You should see a printed list of a number of elements that could be found on the page. Paragraphs (‘p’), list items (‘li’), important headers (‘h1’), and more.

list of all elements found by our queryselector

Time to really have some fun with this. You can change the text for all these page elements, we can use another command, forEach(), chained onto this one, to tell each element in that list to change its text. Run this:

document.querySelectorAll(['a', 'p', 'h1', 'h2', 'h3', 'h4', 'h5', 'h6', 'li', 'span']).forEach(contentType => {
    contentType.textContent = "Changed this! Hit the refresh button to get back the original. :)";
});

When you run this in your browser you see all the site content change—the new sentence repeated in every location of the elements in our list. We’ve selected many different HTML elements, and told the Browser to update each element with a new textContent set in double-quotes. This effectively changes all of the text characters from each element found. Pretty neat! Only after reloading the page from its original code can we display the original text characters.

Superpowers for your mouse

Let’s try something more fun! Not only can we change the text, but we can also add some animations to our elements when specific things happen. Our browser is able to tell when the text on the page is clicked, when the window is resized and when our mouse hovers over something. In a similar way to changing the text, we can tell our browser to rotate the element itself.
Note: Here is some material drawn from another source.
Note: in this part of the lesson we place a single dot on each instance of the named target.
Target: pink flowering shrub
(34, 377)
document.querySelectorAll(['a', 'p', 'h1', 'h2', 'h3', 'h4', 'h5', 'h6', 'li', 'span']).forEach(contentType => {
    contentType.setAttribute('onmouseover', "this.style.transform = 'rotate(360deg)'");
    contentType.setAttribute('style', "transition: all 1s linear");
});

Paste that bit of code into the console, and watch what happens as you move your mouse around the page! Whatever piece of content that you hover over will flip out, spinning in a circle one time. Instead of changing the textContent like last time, you now modify the text container itself. You tell the container to add a new style property when onmouseover occurs. This is an event that the browser keeps track of as you interact with the document, which includes all the things that we saw when we type document in the console earlier.

Now you see it…

Ready for a magic trick? What if instead of spinning the text, you simply make it… disappear! Paste in this code to turn your cursor into a magic eraser:

document.querySelectorAll(['a', 'p', 'h1', 'h2', 'h3', 'h4', 'h5', 'h6', 'li', 'span']).forEach(contentType => {
    contentType.setAttribute('onmouseover', "this.style.opacity = '0'");
    contentType.setAttribute('style', "transition: all .5s ease-out");
});

Can you guess what it will do? Similar to the above, your code is still finding elements on the page. But now, when the mouse is over an element, this code sets it as transparent (opacity set to 0), and animates the change, fading the element out into nothingness… until the page is reloaded. Please just remember: use your new-found JavaScript skills responsibly! ;)
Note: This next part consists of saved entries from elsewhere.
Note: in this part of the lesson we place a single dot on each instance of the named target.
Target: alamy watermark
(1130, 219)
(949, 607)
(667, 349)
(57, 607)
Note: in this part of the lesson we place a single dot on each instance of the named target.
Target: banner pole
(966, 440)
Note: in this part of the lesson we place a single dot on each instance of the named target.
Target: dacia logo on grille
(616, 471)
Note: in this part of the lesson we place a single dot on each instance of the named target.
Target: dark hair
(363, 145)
Hope you enjoyed that! This is just a taste of the power that our JavaScript developer console gives to every browser user. Play around with it more, and see what else you can accomplish. If you wanted, you could update images, load data from another website, and even load JavaScript from other developers. The internet is full of fun things like this and I hope you feel inspired to learn other ways you can program your web browser to do interesting things!